I have moved all my personal source code repositories to Codeberg! Codeberg is the free home for your free projects. Because free and open source software deserves a free and open source platform.
Codeberg.org is a provider for git source code hosting, based on the Gitea software. Gitea is open source, so there are many servers around, large and small, and there is no centralization. Gitea is very easy to use and it follows the same visual and conceptual paradigms that are common on other platforms. Git itself of course is and remains decentralized. For this reason I could easily switch many providers since I started using Git around 2008: repo.or.cz, gitorious. But that’s the technical side of it.
Codeberg is run by Codeberg e.V., a no profit organization based in Germany. That means the platform is not run with the purpose of making money (not a bad thing per se, of course) or gathering user data, or accumulating enough social klout to sell the entire platform. It’s a service for the community, just like Wikipedia and OpenStreetMap. And there’s more: you can join Codeberg e.V. and become an active member. You’ll need to pay a small annual fee (which helps cover the costs of infrastructure) and you can participate in the discussions and decisions that shape the future of Codeberg. When I decided to move my repositories to Codeberg, I thought it was an excellent opportunity to give a strong support to this initiative and encourage more users to join us.
Gitea is open source and it’s not difficult to run your own server. But, as any sysop knows, running thousands of separate servers doesn’t scale, that is, the costs of hosting 1000 repositories on 1000 separate servers are a lot higher that keeping those same 1000 repositories on 1 server only. Keeping a server running and up to date takes time, too. So I think it’s better to keep some of the advantages of centralized platforms and change what is really wrong with them: the software must be free, the governance must be open, the funding should come from users.
.org hosting on .com was a historical mistake we all made. Time to correct it!
Andreas Shimokawa
I took the move to Codeberg as an opportunity to improve my good practice in software development and repository management:
- I’m not creating “vanity” organizations like I did in the past: all repositories are under the steko user and I will consider creating an organization only when there is an actual community around a project (like we did for Total Open Station)
- I’m trying to avoid overengineering with planned releases, issues, and anything that puts stress where fun and passion should be
- I’ll be signing all Git commits with my GPG key
- I will never again cite a source code repository in an academic paper: instead I will upload the snapshot to Zenodo, get a DOI and cite that (I did this mistake too many times in the past, even recently, only to realize how volatile these URLs can be)
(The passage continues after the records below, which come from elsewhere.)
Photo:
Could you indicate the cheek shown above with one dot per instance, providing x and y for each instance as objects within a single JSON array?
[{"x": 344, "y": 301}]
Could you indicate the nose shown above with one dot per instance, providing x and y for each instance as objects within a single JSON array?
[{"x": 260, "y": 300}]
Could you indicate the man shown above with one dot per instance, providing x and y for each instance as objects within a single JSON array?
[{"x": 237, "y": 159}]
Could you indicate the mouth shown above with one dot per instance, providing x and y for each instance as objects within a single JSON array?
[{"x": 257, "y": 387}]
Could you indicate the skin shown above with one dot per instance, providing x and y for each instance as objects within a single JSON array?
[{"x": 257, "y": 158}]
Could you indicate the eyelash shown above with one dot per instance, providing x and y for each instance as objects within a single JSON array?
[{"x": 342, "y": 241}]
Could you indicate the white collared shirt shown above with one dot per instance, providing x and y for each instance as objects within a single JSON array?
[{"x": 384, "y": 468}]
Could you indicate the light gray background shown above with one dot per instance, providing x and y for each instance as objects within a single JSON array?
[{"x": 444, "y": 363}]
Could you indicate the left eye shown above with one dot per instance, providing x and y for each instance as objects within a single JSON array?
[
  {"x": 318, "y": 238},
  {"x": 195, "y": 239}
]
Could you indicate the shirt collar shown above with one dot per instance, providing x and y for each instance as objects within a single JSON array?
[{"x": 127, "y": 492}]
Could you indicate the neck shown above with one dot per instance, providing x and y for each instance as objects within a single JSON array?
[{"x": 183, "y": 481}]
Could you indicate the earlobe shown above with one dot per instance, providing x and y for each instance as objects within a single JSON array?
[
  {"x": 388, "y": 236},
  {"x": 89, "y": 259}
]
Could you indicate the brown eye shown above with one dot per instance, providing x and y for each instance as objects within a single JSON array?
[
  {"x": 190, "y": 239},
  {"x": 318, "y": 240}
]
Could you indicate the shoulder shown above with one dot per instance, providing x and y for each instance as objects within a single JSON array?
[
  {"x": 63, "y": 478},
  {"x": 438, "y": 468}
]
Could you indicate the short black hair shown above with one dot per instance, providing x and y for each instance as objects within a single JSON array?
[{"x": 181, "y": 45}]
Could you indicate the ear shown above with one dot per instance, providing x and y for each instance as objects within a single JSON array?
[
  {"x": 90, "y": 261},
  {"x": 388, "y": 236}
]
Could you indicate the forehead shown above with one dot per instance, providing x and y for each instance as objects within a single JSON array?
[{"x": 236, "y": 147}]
If you are an open source developer, I encourage you to join me on Codeberg!
What’s wrong with GitHub?
In the past 10 years the (apparently) unstoppable trend has been of concentrating the development of most open source software on GitHub, a proprietary service that was acquired by Microsoft last year. When that happened, some people became worried upon realizing that one of the giant monopolies had taken possession of their favourite platform. However, GitHub was a proprietary service all along, and it was made possible by venture capital. It was silly to make it a sacred place, as was teaching students Git as merely the tool behind GitHub, or using GitHub Pages as the “best” option for your website. Yes, there are millions of developers using GitHub, and it makes a lot of things easy, for free… but that comes at a price. I had started deleting repositories from GitHub last year, now only a few ones remain but I will delete those as well. While my personal repositories are moving to Codeberg, at this time Total Open Station remains on GitHub (of course I will try to move it as well, but that’s not a decision I can take by myself and it’s not even on the table).
Some people moved to Gitlab.com, the flagship website of the company with the same name. The Community edition of Gitlab is open source, and it’s used by Debian, Gnome, Framasoft and other large projects. I had been using Gitlab.com for a few years and I dislike it from many points of view, mostly descending from the fact that it’s funded by venture capital. There were many revealing episodes: asking female employees to wear high heels; putting forward a ‘no politics at workplace’ stance, in order to keep quiet how much they’re looking for big contracts with all branches of the US government including Immigration and Customs Enforcement (ICE). They messed with users’ privacy and retracted introducing telemetry after public outrage. And I’m not even touching the technical side, since GitLab started as a simple GitHub clone and is now a behemoth all about putting your projects in Kubernetes. I have deleted and rectracted almost all repositories and I will delete everything shortly (my user account may remain there, empty, because I don’t like name squatting). In short, if you self host Gitlab, it may be fine, but I would never recommend putting your open source efforts on gitlab.com.
The old Bitbucket, where I had many of my early Mercurial repositories, is dropping support for Mercurial and suffers from all the same problems of other proprietary platforms. I converted all those repositories and I’m moving those as well, even the old ones that I consider archived, because I think there’s some value in them.